TradingView supports all three moving average types. To add them to a chart:

  • Open a chart and click the Indicators button at the top of the chart
  • Search for Moving Average Simple, Moving Average Exponential, or Moving Average Weighted
  • Select the indicator and adjust the period in the settings panel

TradingView’s free plan includes access to all standard moving average indicators. If you have not used TradingView before, you can review what the free plan includes here: TradingView Free Trial Overview.

For a broader look at indicators that work well alongside moving averages, this guide covers the most effective options: Best TradingView Indicators.

Disclaimer: Financial Tech Wiz is a TradingView affiliate and may be compensated if you use our links to sign up or purchase a TradingView subscription.

MA vs. EMA vs. SMA vs. WMA – Bottom Line

Each moving average – MA, EMA, SMA, and WMA – has its unique features and applications. Which you should use depends on your strategy, the time frame of trading, and the specific market conditions.

Understanding these differences is key to employing these tools effectively in trading scenarios.

If you’d like to get better at technical analysis, you should create a free TradingView account to analyze all markets within a single platform.

If you sign up for TradingView using my link, you will also get a discount on your subscription if you choose to upgrade to a premium plan.

Disclaimer: Financial Tech Wiz is a TradingView affiliate and will be compensated if you use our link to purchase a TradingView subscription.

Frequently Asked Questions

What is the difference between SMA and EMA?

The SMA assigns equal weight to all price data in the period. The EMA gives more weight to recent prices using an exponential multiplier. This makes the EMA faster to react to price changes and more useful for short-term trading, while the SMA is better suited to long-term trend analysis where stability matters more than speed.

Which moving average is best for swing trading?
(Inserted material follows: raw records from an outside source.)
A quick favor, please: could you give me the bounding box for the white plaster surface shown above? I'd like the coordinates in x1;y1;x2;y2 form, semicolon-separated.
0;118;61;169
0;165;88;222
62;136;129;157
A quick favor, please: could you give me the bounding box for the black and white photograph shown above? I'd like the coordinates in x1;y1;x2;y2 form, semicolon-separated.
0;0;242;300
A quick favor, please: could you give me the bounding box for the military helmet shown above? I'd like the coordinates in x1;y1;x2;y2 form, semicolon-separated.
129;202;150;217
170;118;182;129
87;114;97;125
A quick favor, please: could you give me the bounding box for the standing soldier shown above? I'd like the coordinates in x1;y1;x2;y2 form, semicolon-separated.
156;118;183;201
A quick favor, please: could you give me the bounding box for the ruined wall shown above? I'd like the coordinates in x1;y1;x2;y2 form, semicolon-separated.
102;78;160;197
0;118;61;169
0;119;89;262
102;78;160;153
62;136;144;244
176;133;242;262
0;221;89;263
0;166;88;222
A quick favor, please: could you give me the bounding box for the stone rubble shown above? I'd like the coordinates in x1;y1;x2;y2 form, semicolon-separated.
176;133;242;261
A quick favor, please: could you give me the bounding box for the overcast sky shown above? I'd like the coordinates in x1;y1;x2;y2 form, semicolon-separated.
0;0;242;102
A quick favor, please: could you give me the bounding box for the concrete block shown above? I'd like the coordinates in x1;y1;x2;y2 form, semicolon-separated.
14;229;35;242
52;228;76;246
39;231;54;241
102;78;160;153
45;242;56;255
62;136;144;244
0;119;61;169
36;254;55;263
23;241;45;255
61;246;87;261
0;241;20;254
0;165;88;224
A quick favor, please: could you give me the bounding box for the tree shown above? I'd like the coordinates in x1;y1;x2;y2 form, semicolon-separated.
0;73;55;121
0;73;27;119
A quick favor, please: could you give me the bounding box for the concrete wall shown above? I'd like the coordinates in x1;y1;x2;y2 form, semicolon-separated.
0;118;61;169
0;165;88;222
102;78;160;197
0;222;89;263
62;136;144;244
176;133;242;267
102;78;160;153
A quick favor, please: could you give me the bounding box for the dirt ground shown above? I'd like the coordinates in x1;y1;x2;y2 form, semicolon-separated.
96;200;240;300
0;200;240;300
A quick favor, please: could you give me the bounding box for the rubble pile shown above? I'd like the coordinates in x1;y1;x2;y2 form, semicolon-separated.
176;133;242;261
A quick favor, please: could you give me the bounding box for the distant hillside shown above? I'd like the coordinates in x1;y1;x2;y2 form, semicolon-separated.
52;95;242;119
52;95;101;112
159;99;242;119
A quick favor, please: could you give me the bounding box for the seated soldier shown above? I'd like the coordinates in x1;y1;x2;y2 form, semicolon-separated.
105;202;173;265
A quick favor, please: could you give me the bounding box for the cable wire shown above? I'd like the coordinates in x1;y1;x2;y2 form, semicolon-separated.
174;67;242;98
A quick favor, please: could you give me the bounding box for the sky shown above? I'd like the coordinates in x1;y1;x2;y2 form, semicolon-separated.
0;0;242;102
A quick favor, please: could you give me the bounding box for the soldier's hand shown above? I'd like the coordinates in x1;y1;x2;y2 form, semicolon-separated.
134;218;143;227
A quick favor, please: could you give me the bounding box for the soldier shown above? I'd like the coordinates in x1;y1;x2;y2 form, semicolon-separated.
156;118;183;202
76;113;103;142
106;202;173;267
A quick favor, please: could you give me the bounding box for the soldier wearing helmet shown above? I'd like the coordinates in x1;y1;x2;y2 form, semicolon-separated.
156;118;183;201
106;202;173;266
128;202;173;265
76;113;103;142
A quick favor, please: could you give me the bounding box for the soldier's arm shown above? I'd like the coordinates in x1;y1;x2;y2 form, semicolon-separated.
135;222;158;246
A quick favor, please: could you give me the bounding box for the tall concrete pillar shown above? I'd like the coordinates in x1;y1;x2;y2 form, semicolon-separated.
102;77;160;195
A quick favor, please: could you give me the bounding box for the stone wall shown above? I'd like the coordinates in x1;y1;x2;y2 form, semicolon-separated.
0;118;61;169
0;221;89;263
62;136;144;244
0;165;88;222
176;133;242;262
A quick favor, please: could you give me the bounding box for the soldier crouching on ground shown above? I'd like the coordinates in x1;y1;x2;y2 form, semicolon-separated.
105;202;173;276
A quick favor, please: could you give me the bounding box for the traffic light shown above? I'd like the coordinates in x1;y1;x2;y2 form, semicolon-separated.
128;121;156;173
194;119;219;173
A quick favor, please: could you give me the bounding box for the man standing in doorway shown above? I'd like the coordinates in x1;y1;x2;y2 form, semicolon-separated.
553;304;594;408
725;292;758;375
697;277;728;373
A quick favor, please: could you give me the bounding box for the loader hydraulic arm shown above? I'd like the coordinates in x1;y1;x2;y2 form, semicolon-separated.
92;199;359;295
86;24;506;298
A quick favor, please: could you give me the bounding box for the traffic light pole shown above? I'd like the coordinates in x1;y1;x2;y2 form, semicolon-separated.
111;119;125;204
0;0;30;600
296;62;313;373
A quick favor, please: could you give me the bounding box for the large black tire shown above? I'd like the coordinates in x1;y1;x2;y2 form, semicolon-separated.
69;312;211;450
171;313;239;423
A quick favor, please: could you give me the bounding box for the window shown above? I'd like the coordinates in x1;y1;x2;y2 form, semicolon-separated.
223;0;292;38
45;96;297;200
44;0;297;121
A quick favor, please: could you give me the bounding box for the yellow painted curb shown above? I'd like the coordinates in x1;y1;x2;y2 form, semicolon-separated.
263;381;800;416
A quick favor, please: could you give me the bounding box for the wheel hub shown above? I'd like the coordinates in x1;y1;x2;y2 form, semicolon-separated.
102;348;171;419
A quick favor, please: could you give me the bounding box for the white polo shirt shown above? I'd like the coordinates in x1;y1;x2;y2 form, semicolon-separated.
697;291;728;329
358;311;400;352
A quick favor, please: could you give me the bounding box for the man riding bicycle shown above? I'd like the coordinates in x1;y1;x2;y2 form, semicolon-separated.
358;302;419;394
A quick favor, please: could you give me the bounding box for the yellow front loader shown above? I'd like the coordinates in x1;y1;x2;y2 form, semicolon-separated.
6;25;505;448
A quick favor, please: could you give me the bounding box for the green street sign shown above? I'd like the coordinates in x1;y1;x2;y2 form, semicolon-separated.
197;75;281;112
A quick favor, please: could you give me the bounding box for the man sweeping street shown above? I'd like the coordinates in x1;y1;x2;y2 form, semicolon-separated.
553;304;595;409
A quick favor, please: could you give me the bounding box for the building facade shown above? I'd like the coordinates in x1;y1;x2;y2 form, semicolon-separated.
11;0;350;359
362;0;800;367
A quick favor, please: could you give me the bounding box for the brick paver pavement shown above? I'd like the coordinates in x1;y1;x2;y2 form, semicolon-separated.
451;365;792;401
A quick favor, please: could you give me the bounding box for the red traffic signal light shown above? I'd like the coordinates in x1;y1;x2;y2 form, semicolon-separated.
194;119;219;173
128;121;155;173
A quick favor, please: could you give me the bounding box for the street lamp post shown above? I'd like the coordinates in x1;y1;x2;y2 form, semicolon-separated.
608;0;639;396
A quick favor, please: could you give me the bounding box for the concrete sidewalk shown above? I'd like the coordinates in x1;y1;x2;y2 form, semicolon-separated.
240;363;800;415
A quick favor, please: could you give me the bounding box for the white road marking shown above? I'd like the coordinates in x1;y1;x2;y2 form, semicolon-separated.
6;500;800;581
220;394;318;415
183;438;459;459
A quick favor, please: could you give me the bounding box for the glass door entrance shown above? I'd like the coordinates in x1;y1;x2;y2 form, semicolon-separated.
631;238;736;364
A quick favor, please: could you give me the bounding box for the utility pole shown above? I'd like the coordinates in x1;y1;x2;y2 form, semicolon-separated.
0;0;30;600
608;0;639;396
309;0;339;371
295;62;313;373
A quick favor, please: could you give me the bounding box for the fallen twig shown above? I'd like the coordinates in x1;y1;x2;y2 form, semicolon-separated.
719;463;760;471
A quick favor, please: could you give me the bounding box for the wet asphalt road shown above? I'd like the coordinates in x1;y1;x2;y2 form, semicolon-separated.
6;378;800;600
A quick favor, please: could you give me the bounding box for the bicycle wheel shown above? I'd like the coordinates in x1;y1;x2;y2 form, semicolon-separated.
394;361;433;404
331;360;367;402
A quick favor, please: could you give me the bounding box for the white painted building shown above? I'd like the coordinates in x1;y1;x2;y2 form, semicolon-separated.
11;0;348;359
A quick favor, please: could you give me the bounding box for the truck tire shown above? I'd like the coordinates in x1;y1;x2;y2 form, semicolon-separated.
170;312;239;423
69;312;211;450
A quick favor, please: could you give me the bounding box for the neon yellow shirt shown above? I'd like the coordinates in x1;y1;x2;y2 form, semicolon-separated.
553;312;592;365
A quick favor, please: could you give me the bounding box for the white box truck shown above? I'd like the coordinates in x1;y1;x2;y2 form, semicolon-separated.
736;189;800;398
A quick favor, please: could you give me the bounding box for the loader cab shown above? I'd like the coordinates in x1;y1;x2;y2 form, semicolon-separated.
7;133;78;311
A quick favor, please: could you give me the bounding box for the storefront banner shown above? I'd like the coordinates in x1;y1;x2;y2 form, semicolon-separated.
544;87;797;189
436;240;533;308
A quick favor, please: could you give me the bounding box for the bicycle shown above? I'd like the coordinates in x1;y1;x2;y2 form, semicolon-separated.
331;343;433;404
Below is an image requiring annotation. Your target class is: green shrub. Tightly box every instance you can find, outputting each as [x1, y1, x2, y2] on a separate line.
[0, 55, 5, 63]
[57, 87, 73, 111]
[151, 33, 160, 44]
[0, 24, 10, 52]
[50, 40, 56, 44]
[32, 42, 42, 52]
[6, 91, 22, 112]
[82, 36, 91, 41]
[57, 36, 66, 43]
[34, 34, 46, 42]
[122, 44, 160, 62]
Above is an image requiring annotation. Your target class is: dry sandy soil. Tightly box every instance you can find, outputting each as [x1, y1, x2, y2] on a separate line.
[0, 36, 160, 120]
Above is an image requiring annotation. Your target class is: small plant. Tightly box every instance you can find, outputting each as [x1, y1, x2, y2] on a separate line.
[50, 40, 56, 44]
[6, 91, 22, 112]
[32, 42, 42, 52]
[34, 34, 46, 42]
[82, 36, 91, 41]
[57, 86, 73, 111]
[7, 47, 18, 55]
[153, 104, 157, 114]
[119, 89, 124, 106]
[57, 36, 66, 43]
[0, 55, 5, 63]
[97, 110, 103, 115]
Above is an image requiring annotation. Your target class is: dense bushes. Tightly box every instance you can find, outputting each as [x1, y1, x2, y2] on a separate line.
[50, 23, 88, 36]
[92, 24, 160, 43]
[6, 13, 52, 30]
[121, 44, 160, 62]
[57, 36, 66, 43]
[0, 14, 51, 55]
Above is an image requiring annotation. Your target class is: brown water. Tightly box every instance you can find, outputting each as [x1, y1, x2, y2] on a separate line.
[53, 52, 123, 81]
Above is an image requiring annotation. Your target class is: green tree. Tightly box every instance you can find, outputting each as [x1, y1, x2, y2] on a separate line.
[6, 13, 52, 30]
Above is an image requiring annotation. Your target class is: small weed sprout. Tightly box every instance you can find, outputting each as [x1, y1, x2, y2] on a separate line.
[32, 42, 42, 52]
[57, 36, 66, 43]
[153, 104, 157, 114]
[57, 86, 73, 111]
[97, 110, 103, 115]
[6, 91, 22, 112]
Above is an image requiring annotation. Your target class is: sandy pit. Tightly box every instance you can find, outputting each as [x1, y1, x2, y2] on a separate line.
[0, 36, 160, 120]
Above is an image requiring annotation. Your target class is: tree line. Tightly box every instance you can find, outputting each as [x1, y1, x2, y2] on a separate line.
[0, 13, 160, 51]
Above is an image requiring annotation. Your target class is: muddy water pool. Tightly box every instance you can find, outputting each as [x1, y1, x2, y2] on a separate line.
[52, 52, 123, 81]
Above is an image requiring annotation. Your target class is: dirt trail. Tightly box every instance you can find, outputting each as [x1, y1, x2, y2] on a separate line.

Most swing traders use the EMA, particularly the 21-EMA or a combination of the 9 and 21 EMAs. The EMA’s faster response gives swing traders earlier entry and exit signals compared to the SMA. Many swing traders also use the 50-day SMA as a broader trend reference alongside shorter-period EMAs.

Is WMA better than EMA?

In most cases, no. The WMA uses linear weighting while the EMA uses exponential weighting, which typically makes the EMA more responsive in fast-moving markets. The WMA is rarely used as a primary indicator. Most traders default to the EMA when they want a faster, recency-weighted moving average.